In books as in life the worst things can happen to the best people and sometimes they happen purely by chance, by being in the wrong place at the wrong time. And good people can make bad decisions. Or hard decisions. Jack McCarthy is a good man, and an honorable man, and it is just that honor that he tries so hard to uphold that lands him in a difficult position that will have repercussions for his family and community that will resound for many years after they've left Centralia.
It's through Madeleine's innocent eyes that this world is viewed and experienced. But Madeleine's own world implodes while the adults around her are dealing with their own 'adult' problems. Madeleine is a marvelous character, full of humor and insight--the sort of insight that comes with innocence even if it isn't really understood. And twenty years after her family has left Centralia she is still trying to make sense of what happened that year in 1962.
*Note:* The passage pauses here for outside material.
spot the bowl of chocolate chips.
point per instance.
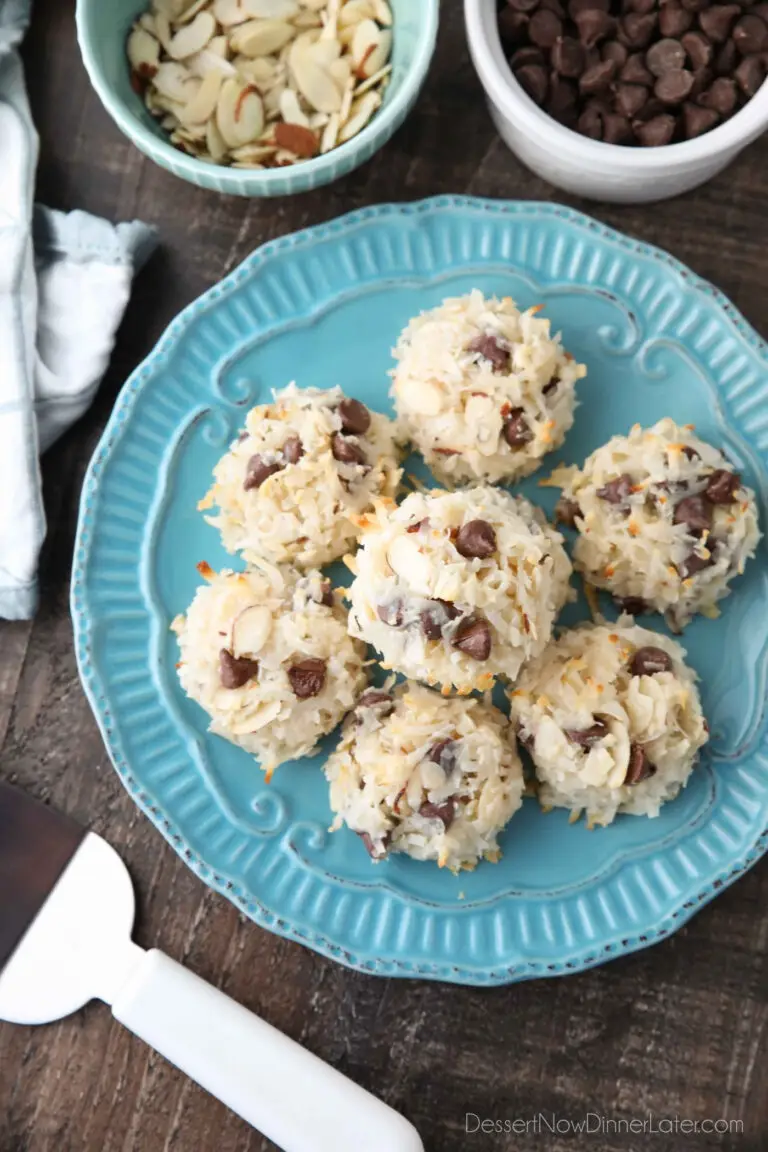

This is a story that reads like the best thriller, has elements of a mystery about it but is complex and sophisticated in what it sets out to accomplish. It's a morality tale of sorts and an exploration of the memory of not only the individual but of the collective memory of a society. I recently mentioned that books often make me feel all tingly. Well, this particular book makes me feel all tingly because what Ann-Marie MacDonald managed is such an impressive feat. If I've made you curious, do give the story a go. And don't be intimidated by the length as it reads very fast.
I read MacDonald's Fall on Your Knees about six years ago. While I found it a little harder to get into, once the story began to really roll, I couldn't put it down either. I have every intention of revisiting it as well and plan on digging around my bookshelves over the break to find my copy. Something to look forward to.